Raspberry Pi 5: Challenges and Solutions in Bringing up an OpenGL/Vulkan Driv...Raspberry Pi 5: Challenges and Solutions in Bringing up an OpenGL/Vulkan Driv...
Raspberry Pi 5: Challenges and Solutions in Bringing up an OpenGL/Vulkan Driv...
 

Have You Driven an SELinux Lately? - An Update on the SELinux Project - OLS 2008

  • 1. Have You Driven an SELinux Lately?
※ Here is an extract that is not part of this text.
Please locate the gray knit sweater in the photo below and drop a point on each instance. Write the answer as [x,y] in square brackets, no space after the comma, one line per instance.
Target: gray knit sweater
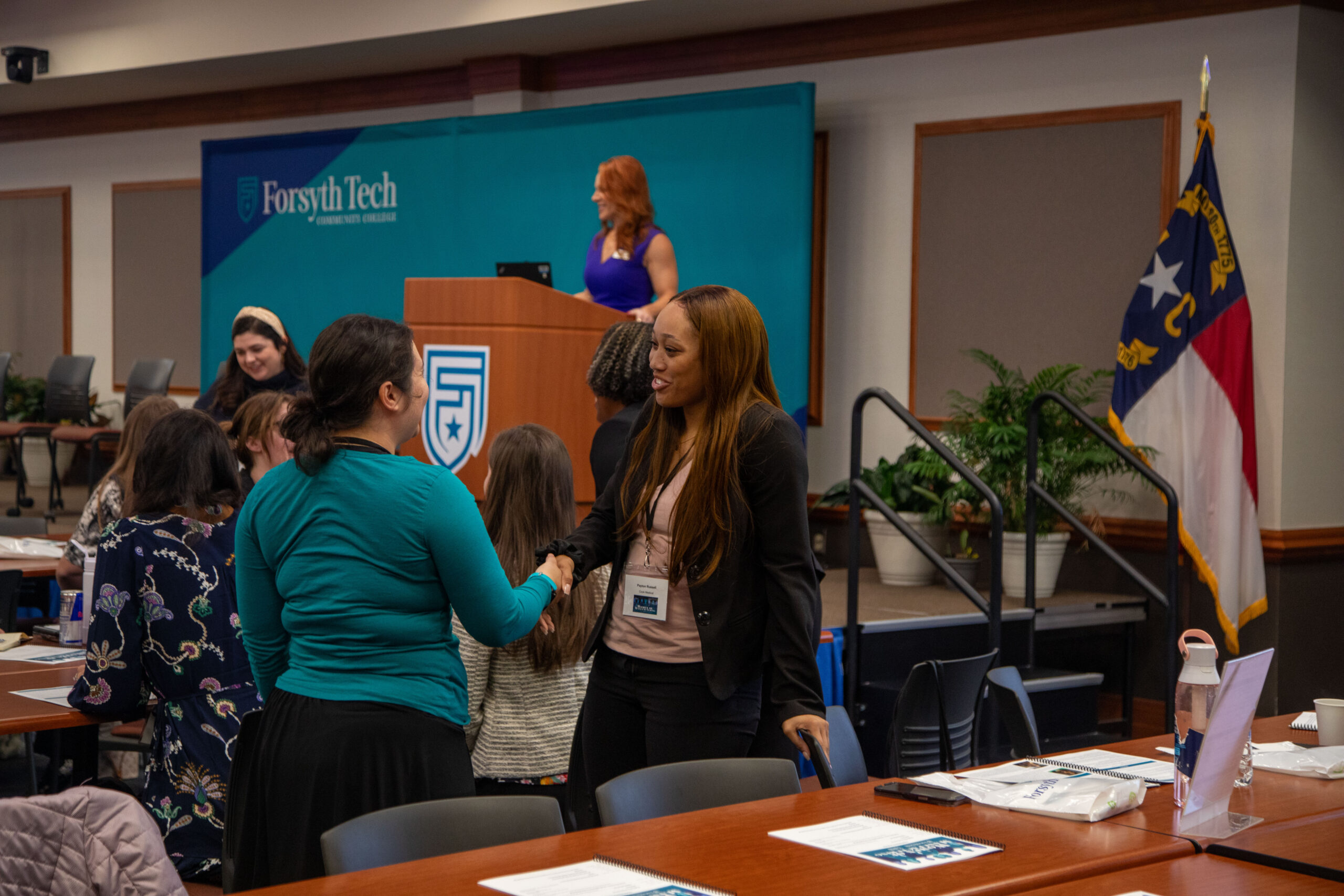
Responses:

An update on the Security Enhanced Linux Project James Morris Red Hat Asia Pacific Pte Ltd Ottawa Linux Symposium 2008
  • 2. Project Timeline ● 1980s – 1990s – Academic R&D ● 2000 – 2003 – GPL release, upstream merge ● 2003 – 2005 – Distribution integration ● 2005 – present – Infrastructure and usability improvements
  • 3. Infrastructure Work ● Loadable Policy Modules ● Reference Policy ● Policy Booleans ● Libraries ● Toolchain
  • 4. User Experience ● Targeted Policy – Initially confined only critical applications – Now re-merged with hundreds of modules ● Targeted behavior selected via the unconfined module ● Setroubleshoot – Inspired by GNOME bug buddy
  • 6. System Administration ● audit2why ● semanage ● restorecond ● system-config-selinux
  • 8. Policy Development ● Command line tools for quick fixes ● SLIDE ● SEEdit
  • 10. Core Enhancements ● Performance and scalability improvements ● Integrated with kernel memory protection ● Netfilter-based network controls ● Labeled Networking ● Better MLS
  • 11. Security Evaluation ● RHEL5 Common Criteria certifications – LSPP, RBACPP, CAPP at EAL4+ – IBM, HP and SGI hardware – Community effort – Led to improved audit and other features ● Other Accreditation – US Coast Guard Intelligence case study
  • 12. Threat Mitigation “A security framework originally published by the US National Security Agency has begun to rack up an impressive list of protections against security holes.” – LinuxWorld, Feb 2008 ● SELinux has mitigated several serious security threats to everyday users of Fedora & RHEL. ● Tracked @ Tresys Mitigation News
  • 13. SELinux Adoption ● Widely adopted in Fedora – Smolt statistics show majority have SELinux enabled. ● RHEL adoption by military, govt, finance: – Factor in NYSE/Euronext adoption, handling over $140 Billion/day in trades. ● Embedded / consumer electronics: – Reduce risks and costs of vulnerabilities – Simpler systems can have tighter policy
  • 14. Kiosk Mode (xguest) ● Anonymous desktop sessions ● Innovative application of several security technologies ● Useful for conferences, training, trade shows, libraries, child-proofing...
  • 15. Current Work ● Wider distribution support: – Ubuntu, Debian, Gentoo ● Beyond kernel: – Virtualization (XSM) – Desktop (XACE) – Storage (LNFS) – Applications (Database etc.) ● Beyond Linux: – OpenSolaris FMAC
  • 16. Challenges ● Improved usability, as always! ● Documentation ● Keep community growing
  • 17. How to Participate ● Install SELinux enabled distribution ● Join mailing lists ● IRC ● Ask questions, report bugs!